The 2008 Global Monitoring Report, or GMR, by the World Bank and the International Monetary Fund warns that South Asia will fail to meet all of its targets, except in reducing poverty. India will fall seriously short of its targets of reducing child and maternal mortality as well as building primary schools, and providing nutrition and sanitation, in part because climate change and high oil and food prices have complicated progress.
MDGs are a set of eight globally agreed development goals.
United Nations secretary general Ban Ki-moon had said on 1 April that “2008 should mark a turning point in progress towards the MDGs, devoted to addressing the needs of the poorest of the poor.”
GMR, which focuses on an “agenda for inclusive and sustainable development”, says farm productivity might decline sharply in India due to climate change and it will need to revise its farm policy and programmes to adapt.
“South Asia’s final achievement,” said Zia Qureshi, lead author, in a teleconference from Washington, “will depend very much on India’s performance. This makes the human development agenda a big challenge to meet.”
Despite over 8.5% growth for the past four years, India has a child malnutrition rate that is double the average of African nations, which themselves are laggards. “Hunger and malnutrition is now a forgotten goal,” he said.
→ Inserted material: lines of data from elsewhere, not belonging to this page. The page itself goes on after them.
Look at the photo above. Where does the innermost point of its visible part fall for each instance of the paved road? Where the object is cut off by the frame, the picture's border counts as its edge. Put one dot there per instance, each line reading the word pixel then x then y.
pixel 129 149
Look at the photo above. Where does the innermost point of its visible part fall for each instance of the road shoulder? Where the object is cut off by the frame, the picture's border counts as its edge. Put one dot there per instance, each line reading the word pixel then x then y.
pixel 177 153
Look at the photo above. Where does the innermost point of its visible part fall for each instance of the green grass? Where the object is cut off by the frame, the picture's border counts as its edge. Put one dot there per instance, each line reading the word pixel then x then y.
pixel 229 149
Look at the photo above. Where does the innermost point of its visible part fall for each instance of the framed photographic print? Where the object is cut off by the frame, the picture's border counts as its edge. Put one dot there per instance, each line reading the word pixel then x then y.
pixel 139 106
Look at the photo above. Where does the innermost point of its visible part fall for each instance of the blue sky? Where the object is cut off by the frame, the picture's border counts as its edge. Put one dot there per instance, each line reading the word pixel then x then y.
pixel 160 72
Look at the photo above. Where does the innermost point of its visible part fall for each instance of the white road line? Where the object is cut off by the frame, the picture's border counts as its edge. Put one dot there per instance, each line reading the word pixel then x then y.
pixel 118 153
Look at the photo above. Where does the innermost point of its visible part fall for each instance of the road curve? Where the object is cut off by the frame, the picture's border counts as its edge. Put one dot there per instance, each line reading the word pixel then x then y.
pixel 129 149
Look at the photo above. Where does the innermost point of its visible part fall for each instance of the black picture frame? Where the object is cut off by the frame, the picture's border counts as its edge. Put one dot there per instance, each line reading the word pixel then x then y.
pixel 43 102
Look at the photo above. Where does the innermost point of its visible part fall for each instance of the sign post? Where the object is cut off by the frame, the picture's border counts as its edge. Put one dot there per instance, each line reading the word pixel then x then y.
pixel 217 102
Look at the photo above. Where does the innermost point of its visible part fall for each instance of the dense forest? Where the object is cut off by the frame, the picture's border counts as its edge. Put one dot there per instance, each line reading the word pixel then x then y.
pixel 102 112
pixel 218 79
India’s high growth, said development specialist Mira Chatterjee, has not really reached most women and children. “These are really outcome issues and more related to softer issues such as access to health care, the family’s ability to meet nutritional needs, women’s empowerment, even neglect of children who could be really unwanted.” Even family planning needs, she said, are not being met at the lowest-income households.